Hyperspectral imaging benefits many fields of research, from medical imaging to environmental monitoring, but acquiring and transmitting the large amounts of raw data generated by the imaging technique can be cumbersome in practice, and data-compression algorithms can require lengthy reconstruction procedures at the other end of the pipeline.
Researchers at two U.S. universities have devised a new, faster image-reconstruction algorithm for hyperspectral-image data sets (IEEE J. Sel. Topics in Signal Processing, doi: 10.1109/JSTSP.2015.2500190). The scientists took an iterative reconstruction algorithm for two-dimensional images, extended it to three dimensions and added a damping method to allow the results to converge.
Specifically, the team from North Carolina State University (NCSU) and the University of Delaware examined data from a coded aperture snapshot spectral imager (CASSI), which uses a 2-D array to measure 3-D image cubes and thus acquires far fewer data points than conventional spectral imagers. Because CASSI data are highly compressed, 3-D image reconstruction becomes a challenge.
The researchers, led by NCSU professor Dror Baron, applied a technique called approximate message passing (AMP) to the CASSI data. AMP removes noise from data at each iteration of the algorithm; the team chose an adaptive Wiener filter for the noise reduction. To generate sample data, the scientists imaged a plastic toy under wide-band lighting in the laboratory.
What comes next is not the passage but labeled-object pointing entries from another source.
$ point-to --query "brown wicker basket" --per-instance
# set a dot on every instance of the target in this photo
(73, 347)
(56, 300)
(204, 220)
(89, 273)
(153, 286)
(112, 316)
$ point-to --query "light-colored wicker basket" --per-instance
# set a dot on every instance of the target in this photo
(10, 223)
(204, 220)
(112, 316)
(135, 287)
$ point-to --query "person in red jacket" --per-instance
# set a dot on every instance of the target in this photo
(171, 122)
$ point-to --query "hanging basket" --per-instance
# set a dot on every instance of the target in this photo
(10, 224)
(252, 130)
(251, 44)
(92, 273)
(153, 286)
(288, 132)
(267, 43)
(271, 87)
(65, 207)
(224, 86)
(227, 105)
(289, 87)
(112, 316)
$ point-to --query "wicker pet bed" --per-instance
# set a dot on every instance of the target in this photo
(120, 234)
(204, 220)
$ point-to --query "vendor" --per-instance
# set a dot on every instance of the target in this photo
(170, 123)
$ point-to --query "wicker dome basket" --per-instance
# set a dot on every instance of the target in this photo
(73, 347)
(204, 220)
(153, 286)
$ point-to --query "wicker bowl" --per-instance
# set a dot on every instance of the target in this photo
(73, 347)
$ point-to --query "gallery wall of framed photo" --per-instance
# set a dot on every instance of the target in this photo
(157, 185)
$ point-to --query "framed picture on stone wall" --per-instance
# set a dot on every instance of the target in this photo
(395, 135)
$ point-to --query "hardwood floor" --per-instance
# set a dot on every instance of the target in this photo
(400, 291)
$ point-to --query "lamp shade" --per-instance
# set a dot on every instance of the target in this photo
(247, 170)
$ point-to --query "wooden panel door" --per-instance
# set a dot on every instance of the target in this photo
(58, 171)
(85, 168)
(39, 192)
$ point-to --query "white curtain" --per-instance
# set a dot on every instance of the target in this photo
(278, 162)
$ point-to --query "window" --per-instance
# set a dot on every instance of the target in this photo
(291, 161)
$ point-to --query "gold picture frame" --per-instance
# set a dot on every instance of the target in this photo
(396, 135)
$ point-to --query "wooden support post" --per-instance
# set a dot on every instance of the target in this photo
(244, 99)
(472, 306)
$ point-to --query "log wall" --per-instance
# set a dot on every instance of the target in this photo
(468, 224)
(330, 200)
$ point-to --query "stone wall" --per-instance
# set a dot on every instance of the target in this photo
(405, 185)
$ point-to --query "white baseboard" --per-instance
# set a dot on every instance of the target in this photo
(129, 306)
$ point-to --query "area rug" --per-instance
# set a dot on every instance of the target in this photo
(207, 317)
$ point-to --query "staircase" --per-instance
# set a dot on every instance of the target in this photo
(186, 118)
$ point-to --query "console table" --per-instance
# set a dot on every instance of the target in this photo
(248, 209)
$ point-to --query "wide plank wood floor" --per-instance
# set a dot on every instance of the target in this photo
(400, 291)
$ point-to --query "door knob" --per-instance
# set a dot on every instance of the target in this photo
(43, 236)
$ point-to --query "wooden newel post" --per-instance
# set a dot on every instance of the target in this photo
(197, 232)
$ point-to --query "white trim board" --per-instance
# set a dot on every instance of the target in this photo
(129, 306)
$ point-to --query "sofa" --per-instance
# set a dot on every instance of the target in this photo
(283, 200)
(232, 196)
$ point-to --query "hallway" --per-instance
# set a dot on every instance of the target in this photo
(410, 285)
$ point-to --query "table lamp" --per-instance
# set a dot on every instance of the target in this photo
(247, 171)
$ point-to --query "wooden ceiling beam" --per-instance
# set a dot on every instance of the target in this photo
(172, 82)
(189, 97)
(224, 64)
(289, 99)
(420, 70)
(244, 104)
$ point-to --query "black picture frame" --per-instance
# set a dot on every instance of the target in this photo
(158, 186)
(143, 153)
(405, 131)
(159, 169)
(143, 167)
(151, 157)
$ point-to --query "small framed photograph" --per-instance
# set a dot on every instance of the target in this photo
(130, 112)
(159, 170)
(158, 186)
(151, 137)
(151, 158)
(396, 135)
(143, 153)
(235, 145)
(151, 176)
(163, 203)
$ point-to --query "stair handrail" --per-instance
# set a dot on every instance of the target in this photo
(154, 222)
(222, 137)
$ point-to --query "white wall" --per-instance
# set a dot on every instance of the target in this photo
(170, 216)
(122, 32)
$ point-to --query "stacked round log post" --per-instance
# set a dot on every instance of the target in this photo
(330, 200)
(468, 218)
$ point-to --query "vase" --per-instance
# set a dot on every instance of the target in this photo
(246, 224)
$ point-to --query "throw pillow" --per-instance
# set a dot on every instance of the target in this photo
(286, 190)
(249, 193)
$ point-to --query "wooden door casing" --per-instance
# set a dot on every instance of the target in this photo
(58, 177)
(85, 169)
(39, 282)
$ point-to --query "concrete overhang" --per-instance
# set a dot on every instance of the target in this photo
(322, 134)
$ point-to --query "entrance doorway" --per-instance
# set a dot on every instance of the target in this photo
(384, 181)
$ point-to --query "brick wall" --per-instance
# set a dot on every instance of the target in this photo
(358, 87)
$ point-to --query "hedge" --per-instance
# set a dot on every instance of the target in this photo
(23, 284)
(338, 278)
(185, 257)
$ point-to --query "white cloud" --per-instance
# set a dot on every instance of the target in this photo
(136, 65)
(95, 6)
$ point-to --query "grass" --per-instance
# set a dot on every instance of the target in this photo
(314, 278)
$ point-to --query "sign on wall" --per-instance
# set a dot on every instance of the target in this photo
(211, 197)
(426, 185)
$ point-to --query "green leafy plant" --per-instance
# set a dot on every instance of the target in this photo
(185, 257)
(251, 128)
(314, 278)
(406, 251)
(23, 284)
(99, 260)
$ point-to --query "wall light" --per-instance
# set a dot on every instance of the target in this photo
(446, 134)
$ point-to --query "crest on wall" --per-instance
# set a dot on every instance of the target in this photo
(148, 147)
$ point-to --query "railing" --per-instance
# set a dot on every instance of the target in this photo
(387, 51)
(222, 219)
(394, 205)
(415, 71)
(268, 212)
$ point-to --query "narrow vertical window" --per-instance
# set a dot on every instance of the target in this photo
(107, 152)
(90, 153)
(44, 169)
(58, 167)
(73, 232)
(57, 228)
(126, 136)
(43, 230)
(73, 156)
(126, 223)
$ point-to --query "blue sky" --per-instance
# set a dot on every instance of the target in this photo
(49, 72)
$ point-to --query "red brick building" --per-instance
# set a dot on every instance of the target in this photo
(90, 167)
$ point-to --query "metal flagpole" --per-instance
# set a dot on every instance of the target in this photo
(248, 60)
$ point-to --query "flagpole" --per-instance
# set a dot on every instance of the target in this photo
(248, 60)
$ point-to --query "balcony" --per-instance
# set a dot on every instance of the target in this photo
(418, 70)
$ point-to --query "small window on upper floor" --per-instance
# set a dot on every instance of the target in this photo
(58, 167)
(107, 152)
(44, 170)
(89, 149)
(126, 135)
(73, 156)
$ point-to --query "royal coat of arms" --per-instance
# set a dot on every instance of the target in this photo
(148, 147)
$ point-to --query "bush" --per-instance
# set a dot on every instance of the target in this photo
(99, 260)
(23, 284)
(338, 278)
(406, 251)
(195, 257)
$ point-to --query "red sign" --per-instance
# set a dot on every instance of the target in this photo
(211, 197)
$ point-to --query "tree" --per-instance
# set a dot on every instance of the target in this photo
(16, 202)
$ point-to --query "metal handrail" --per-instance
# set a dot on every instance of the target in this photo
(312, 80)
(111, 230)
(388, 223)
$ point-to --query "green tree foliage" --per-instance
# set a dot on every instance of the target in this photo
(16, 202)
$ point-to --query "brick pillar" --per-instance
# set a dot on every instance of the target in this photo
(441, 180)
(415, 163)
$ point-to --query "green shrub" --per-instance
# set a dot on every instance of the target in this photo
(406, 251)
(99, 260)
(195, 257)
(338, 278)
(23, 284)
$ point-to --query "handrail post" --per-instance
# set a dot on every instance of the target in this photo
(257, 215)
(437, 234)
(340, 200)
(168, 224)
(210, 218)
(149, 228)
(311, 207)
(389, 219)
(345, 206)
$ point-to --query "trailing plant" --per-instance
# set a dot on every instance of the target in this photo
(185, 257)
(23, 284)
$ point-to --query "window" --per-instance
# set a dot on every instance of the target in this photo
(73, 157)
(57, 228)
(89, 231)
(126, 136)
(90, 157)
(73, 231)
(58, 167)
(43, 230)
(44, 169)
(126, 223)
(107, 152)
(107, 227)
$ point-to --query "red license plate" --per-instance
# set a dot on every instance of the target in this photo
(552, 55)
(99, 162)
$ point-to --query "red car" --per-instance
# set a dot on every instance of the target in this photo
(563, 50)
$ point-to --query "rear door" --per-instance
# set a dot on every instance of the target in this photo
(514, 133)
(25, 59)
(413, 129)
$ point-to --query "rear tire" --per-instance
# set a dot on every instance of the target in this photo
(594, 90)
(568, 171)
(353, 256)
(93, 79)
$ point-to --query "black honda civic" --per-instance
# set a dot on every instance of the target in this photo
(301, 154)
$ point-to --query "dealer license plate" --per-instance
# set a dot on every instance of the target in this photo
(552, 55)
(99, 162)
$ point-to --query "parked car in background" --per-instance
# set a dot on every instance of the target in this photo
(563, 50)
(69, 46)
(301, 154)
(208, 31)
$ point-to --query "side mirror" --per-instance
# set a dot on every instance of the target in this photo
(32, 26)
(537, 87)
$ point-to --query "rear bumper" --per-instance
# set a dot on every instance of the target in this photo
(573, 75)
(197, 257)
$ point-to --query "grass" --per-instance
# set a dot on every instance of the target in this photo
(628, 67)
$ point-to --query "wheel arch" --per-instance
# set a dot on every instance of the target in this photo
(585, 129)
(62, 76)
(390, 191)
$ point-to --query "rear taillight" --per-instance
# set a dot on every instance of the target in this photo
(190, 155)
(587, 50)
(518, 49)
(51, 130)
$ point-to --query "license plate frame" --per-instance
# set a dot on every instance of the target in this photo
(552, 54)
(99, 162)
The resulting data cube contained 256 x 256 pixels of spatial resolution and 24 9-nm-wide spectral bands.
Testing their method against existing image-reconstruction techniques that require lots of parameter tweaking, the NCSU-Delaware group found that their algorithmic combination outperformed the others—it produced sharper results after 100 s of runtime than other techniques produced in 450 s. Unlike the different techniques, which need to be run multiple times with varying parameters, the group's combo worked on the first try. The results held true for two “natural scene” data sets that had more spectral bands and higher spatial resolution than the images of the plastic toy.
In the future, team members want to improve the noise reduction within their algorithm and possibly remove the complementarity constraint on coded apertures.